Гольды не обсуждали случившееся – они воспринимали такие чудеса как должное.

Русские переселенцы не знали, что и думать. По всему выходило – призрак амбы забрал своего погубителя. Однако этот Волков был человек непростой, голова хитрющая, настоящий барин с образованием. Мало ли что он мог надумать для своего спасения. Он и удрать мог.

Такая же растерянность царила и за стенами острога. Софрон, который шнырял вокруг весь вечер, то и дело приникая к ограде и настораживая уши, однажды слышал, как ругался инженер Стрекалов: бежал-де самый опасный из кандальников, сущая каналья, всех вокруг пальца обвел! А начальник острога, крепко утешившийся виноградной бражкой, смеялся и говорил: да черт с ним, с Волковым, ни грамма намытого золота не пропало, Волков с собой унес только молоток и зубило, чтоб оковы, конечно, снять. Да пропади они пропадом, такого добра довольно, его в местной кузне ладят и еще наладят. А Волков, даже и снявший оковы, все равно по весне вернется, как всегда возвращаются все беглые. Куда ему податься, пешему, голодному, босому? Пускай не тревожится господин инженер, а ложится спать, ибо пришло то самое предписание, которое ждали из Хабаровки, а значит, завтра день на сборы, послезавтра же на рассвете Стрекалову с Акимкой трогаться в путь. В сопровождающие ему будет дан стражник Чуваев».

* * *

Голову-то Алёна кое-как прикрыла, но согнутую в три погибели спину аж сквозняком ужаса прохватило, когда она вообразила упавшие на эту самую спину тяжелые обгорелые балки. И никто не вытащит, никто не поможет! Леший даже не узнает, куда его «двоюродная сестра» пропала! Крик страха рванулся из горла, но замер комом, слепая, немая, отчаянная мольба билась в мозгу, нечто вроде: «Не надо, я больше никогда не буду так делать!»

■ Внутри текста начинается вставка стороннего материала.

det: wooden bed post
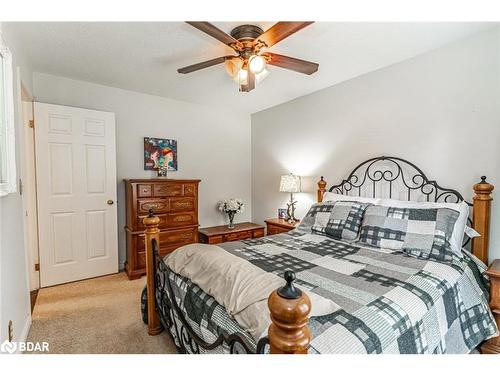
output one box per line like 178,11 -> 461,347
142,209 -> 163,336
267,271 -> 311,354
472,176 -> 495,264
318,176 -> 326,203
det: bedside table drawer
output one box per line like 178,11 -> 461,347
223,231 -> 252,242
267,226 -> 290,236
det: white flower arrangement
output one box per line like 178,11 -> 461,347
217,198 -> 245,214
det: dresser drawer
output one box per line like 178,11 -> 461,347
224,231 -> 252,242
137,227 -> 198,251
167,212 -> 198,227
137,199 -> 168,214
252,229 -> 264,238
169,198 -> 195,212
137,184 -> 153,198
153,184 -> 183,197
267,225 -> 290,236
136,211 -> 167,230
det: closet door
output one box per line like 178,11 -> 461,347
34,103 -> 118,287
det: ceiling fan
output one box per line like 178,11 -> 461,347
177,22 -> 319,92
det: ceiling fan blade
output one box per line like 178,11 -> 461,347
186,22 -> 243,48
263,52 -> 319,75
254,22 -> 313,48
240,69 -> 255,92
177,56 -> 236,74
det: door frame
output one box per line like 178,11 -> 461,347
19,82 -> 40,292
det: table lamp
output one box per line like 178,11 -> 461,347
280,173 -> 302,224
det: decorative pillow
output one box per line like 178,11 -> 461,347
377,199 -> 470,257
312,201 -> 370,241
359,206 -> 459,262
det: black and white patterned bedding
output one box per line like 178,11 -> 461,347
143,229 -> 497,353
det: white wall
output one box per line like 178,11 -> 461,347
33,73 -> 251,267
252,29 -> 500,260
0,25 -> 32,342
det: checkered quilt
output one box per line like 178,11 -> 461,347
145,228 -> 497,353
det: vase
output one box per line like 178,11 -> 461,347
227,211 -> 236,229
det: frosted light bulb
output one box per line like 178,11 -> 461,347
248,55 -> 266,74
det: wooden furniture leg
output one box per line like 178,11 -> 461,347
472,176 -> 495,264
481,259 -> 500,354
143,210 -> 163,336
268,271 -> 311,354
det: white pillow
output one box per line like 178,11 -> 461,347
378,199 -> 469,257
323,191 -> 381,204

Все мы в минуты смертельной опасности становимся детьми, которые готовы любой ценой испросить себе прощения у неминучей судьбы, и обещаем ей всякую неисполнимую ерунду. Ну вот чего клялась больше никогда не делать несчастная писательница Дмитриева? Вестись на поводу собственного любопытства? Совать свой нос куда не просят? Ввязываться в несусветные авантюры? Хм... Сомнительно! И, видимо, судьба почувствовала сомнительность и шаткость обещаний нашей героини. Взять с нее было ровно нечего. И верить ее клятвам – просто глупо. С другой стороны, видимо, богам бессмертным не надоело веселиться, наблюдая за тем, как наша героиня вприпрыжку, словно девочка с прыгалками, несется своей жизненной стезей...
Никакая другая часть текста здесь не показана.